Predictors of Change in Trunk Muscle Strength for Patients with Chronic Low Back Pain Randomized to Lumbar Fusion or Cognitive Intervention and Exercises
Article first published online: 26 JUL 2007
© American Academy of Pain Medicine
Volume 9, Issue 6, pages 680–687, September 2008
How to Cite
Keller, A., Brox, J. I. and Reikerås, O. (2008), Predictors of Change in Trunk Muscle Strength for Patients with Chronic Low Back Pain Randomized to Lumbar Fusion or Cognitive Intervention and Exercises. Pain Medicine, 9: 680–687. doi: 10.1111/j.1526-4637.2007.00333.x
- Issue published online: 20 AUG 2008
- Article first published online: 26 JUL 2007
- Muscle Strength;
- Lumbar Fusion;
- Cognitive Intervention;
- Cross-Sectional Area;
Objectives. We have previously reported in two randomized controlled trials that cognitive intervention and exercises more effectively improved isokinetic trunk muscle strength than lumbar fusion and postoperative rehabilitation in patients with chronic low back pain. The aim of the present study was to predict changes in muscle strength as regard to changes in pain, function, fear-avoidance beliefs (self-rated questionnaires), changes in cross-sectional area and density of the back muscles and treatment.

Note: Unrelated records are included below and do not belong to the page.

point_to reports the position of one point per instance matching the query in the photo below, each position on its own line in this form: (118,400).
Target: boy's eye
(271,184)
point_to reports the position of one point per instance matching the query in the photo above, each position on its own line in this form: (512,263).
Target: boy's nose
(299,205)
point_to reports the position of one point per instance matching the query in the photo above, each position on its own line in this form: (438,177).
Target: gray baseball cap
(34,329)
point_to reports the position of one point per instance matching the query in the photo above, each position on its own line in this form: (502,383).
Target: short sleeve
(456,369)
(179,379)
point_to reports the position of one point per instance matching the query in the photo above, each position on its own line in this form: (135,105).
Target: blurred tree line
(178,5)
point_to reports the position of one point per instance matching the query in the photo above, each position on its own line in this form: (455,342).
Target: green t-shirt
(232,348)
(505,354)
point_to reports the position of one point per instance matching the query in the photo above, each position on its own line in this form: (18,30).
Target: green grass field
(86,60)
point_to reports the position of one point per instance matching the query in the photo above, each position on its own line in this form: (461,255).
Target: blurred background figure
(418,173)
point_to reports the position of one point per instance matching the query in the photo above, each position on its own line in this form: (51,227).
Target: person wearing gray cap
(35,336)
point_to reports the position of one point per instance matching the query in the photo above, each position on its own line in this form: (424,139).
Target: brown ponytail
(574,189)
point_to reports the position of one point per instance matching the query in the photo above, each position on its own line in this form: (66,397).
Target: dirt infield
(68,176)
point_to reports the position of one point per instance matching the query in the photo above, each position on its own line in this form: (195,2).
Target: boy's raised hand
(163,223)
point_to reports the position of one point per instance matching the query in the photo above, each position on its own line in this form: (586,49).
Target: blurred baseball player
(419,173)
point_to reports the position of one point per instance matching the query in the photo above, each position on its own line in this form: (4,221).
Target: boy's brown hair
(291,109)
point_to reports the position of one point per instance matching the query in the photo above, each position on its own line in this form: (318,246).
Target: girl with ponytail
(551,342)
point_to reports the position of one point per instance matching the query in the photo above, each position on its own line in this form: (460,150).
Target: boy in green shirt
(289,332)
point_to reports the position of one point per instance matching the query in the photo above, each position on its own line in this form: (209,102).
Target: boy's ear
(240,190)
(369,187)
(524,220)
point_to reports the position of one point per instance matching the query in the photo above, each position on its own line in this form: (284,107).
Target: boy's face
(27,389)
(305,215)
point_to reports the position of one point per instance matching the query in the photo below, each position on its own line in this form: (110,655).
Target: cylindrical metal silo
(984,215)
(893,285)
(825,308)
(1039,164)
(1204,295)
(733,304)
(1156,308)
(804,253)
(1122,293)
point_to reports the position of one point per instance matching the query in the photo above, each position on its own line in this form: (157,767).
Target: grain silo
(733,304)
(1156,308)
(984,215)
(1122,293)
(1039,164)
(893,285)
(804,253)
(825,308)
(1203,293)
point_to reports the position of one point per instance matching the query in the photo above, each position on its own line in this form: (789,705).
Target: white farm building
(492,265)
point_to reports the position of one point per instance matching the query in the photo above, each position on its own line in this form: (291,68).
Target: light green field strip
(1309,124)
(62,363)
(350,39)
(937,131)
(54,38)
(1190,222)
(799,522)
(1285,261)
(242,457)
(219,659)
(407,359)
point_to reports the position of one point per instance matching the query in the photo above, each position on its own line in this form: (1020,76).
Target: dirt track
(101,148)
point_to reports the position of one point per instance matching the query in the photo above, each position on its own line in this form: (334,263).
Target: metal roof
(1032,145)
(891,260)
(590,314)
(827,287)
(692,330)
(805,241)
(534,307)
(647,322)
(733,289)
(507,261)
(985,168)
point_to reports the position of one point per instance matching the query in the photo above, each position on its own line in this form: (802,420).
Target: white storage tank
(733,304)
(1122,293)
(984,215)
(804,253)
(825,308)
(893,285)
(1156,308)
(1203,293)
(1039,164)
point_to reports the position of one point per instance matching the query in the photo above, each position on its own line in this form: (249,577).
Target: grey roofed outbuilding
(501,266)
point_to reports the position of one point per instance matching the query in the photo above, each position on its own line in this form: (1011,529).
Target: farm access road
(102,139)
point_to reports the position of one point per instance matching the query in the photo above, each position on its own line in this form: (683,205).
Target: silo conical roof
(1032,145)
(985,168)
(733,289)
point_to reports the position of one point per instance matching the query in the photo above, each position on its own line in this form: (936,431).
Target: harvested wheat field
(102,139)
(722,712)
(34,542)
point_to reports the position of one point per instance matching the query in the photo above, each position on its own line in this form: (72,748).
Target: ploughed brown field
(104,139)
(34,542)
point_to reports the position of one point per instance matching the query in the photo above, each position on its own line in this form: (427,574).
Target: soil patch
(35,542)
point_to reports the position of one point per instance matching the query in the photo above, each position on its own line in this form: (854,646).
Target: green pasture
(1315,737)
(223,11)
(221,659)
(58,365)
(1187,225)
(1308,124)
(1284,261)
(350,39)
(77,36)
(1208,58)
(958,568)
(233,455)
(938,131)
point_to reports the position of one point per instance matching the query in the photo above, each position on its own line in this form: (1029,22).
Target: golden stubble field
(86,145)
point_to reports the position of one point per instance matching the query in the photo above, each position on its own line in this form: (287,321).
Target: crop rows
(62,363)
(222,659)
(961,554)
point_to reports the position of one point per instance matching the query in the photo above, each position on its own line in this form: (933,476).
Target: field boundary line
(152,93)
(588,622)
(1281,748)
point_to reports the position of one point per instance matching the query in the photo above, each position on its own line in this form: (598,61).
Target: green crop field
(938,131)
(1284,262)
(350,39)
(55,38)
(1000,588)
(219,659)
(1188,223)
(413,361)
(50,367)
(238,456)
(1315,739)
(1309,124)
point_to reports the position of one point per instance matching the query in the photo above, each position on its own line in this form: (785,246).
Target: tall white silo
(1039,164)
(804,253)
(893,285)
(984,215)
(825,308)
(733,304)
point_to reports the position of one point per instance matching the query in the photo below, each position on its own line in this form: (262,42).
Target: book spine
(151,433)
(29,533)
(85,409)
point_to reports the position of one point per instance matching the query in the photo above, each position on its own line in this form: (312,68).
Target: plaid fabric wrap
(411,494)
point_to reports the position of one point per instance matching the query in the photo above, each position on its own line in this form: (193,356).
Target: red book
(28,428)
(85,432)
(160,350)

Methods. We assessed 1) isokinetic trunk muscle strength; 2) cross-sectional area and density of back muscles by computer-tomography (CT); and 3) pain, function, fear-avoidance beliefs, and self- efficacy for pain in the included patients at baseline and 1-year follow-up. Multiple regression analysis was performed with change in muscle strength as dependent variables, and changes in area/density and self-rated symptoms and treatment as independent variables.
Results. The correlations between the change in muscle strength and change in both cross-sectional area and density were weak (r < 0.1) and nonsignificant and these variables were not included in the multiple regression analysis. The change in pain, change in fear-avoidance beliefs, change in self-efficacy for pain and treatment explained 46% of the change in muscle strength, with change in pain and treatment as significant predictors.
Conclusion. Our results emphasize the central role of pain and treatment for the improvements in muscle strength in patients with chronic low back pain.